April 06, 2016
Senior Manager Kevin Baker's article for The Legal Intelligencer discusses modern encryption systems and why passwords matter.
The FBI's request for Apple to unlock the San Bernardino, California, shooter's iPhone, as well as requests in other cases, has increased the media frenzy surrounding data security, passwords, privacy and our rights under the Constitution. Passwords are convenient and the most commonly used method to secure data, but simple steps must be taken to mitigate their inherent weaknesses. Understanding the process of how modern encryption systems work will provide an explanation of why passwords matter and the fine line the FBI asked Apple to cross by unlocking the cellphone.

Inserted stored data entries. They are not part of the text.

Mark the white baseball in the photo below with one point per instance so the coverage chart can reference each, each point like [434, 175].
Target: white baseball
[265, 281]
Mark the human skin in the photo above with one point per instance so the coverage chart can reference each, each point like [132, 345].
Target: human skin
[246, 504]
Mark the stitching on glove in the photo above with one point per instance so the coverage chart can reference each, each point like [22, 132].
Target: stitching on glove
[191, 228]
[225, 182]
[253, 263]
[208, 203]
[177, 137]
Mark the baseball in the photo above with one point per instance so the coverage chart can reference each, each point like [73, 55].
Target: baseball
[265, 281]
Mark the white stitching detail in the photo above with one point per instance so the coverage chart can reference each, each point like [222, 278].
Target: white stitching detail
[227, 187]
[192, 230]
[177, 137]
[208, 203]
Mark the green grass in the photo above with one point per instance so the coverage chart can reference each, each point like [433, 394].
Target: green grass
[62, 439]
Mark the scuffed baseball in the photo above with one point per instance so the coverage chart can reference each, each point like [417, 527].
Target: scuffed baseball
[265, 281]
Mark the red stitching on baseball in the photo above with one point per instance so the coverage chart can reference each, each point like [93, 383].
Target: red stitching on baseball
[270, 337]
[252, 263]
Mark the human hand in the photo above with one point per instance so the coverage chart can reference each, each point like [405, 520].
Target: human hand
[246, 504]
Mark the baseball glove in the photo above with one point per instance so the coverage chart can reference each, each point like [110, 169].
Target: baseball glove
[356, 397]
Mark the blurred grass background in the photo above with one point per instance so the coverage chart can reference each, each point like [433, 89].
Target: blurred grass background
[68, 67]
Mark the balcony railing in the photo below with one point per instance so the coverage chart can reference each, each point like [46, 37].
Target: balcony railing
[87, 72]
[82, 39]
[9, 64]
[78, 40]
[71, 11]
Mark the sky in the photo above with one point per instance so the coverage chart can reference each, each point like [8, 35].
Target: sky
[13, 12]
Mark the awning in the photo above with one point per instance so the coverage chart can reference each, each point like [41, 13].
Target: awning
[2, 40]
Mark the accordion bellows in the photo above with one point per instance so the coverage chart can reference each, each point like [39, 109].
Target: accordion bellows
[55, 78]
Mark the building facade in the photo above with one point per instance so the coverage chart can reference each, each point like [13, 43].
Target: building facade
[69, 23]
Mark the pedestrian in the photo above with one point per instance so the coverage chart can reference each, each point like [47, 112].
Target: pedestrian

Encryption is a complex mathematical process that is performed on data. When you encrypt a file, hard drive or other device, that data is transformed in a way that the data is unreadable without a specific code known as a decryption key. There are several factors that determine how secure a particular encryption method is, but the encryption used by any of the modern encryption systems cannot be reversed, cracked, hacked, or in some other way defeated without knowing the decryption key. However, most encryption systems rely on a user-supplied password to protect the decryption key, which in almost all circumstances is weaker than the encryption itself. When someone talks about cracking encryption, they are actually talking about recovering the password used to protect the decryption key.